CREATE OR REPLACE package body pkg_error is 

  procedure log (p_error_code errorlog.code%type,
                 p_error_message errorlog.message%type,
                 p_package errorlog.package_name%type default null,
                 p_procedure errorlog.procedure_name%type,
                 p_location errorlog.location%type default null,
                 p_parameters errorlog.parameters%type default null) is 

  pragma autonomous_transaction

   begin 

    insert
      into errorlog
           (time,
            code,
            message,
            package_name,
            procedure_name,
            location,
            parameters)
    values (sysdate,
            p_error_code,
            p_error_message,
            p_package,
            p_procedure,
            p_location,
            p_parameters);
    commit;
  end log; 

end pkg_error;

The pragma autonomous_transaction part is very important because you want the log method to be
able to commit the log data into the table, without also committing whatever changes have gone
on in the procedure that raised this error. That’s what this particular pragma does ? it tells
Oracle to treat this procedure as an atomic action that does not affect anything earlier in the call stack.

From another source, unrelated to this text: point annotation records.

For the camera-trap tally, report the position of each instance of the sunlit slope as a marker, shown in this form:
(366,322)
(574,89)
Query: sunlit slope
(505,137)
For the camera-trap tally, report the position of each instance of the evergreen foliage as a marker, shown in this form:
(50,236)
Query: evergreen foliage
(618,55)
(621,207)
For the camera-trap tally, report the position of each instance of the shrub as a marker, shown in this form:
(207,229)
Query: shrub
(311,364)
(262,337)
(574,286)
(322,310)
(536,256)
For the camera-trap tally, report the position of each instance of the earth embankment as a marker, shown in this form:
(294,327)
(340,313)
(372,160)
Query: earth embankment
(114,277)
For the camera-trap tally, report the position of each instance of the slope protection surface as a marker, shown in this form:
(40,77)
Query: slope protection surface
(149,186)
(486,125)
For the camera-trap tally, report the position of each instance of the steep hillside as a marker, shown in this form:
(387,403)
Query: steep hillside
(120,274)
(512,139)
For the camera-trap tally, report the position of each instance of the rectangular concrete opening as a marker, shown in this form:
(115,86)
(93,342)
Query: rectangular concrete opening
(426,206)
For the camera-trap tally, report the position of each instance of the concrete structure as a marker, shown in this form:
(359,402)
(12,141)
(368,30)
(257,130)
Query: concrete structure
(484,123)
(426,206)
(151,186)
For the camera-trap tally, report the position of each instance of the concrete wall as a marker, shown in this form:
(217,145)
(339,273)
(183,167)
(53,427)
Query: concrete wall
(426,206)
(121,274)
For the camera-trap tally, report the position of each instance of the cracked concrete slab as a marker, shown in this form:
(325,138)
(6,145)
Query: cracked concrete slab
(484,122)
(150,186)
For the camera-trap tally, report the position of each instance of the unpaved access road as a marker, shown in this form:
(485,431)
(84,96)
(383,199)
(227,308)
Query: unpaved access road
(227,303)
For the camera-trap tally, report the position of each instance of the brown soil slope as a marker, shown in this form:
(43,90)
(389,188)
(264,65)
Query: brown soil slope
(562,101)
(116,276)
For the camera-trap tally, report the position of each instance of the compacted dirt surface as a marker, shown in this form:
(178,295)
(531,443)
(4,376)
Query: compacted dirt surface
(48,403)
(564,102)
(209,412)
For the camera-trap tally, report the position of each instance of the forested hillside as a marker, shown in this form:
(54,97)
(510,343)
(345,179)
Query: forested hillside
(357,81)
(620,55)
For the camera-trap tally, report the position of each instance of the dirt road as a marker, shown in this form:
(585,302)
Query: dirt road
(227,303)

The last bit is of course incorporating this logging into your code. For example, say you’ve got
a simple little function, and whenever there’s an exception, you want to log that but not re-raise
the error. In other words, record but then let the app continue running. You might do something like this:

CREATE OR REPLACE FUNCTION hello_world RETURN VARCHAR2 IS
  v_procedure errorlog.procedure_name%TYPE default 'hello_world';
  v_location errorlog.location%TYPE;
BEGIN 

  v_location := 1000;
  return ('hello, world'); 

EXCEPTION 

  when others then
    pkg_error.log(p_error_code => substr(sqlerrm,1,9),
    p_error_message => substr(sqlerrm,12),
    p_package => 'FUNCTION',
    p_procedure => v_procedure,
    p_location => v_location); 

END;

Obviously, if this was inside a package, you’d create a package-level variable with the actual name
of your package and pass that to the p_package parameter instead of the string constant I used here.

That’s pretty much it. I’m not going to claim this is the best way to log errors in PL/SQL.
I’ve only been working in this thing a bit over a year, so I’m not an expert by any means.
But this kind of logging has made debugging my applications so much easier.
If something fails, I now have a record from all the procedures and functions that had problems,
so I can quickly track down the root cause.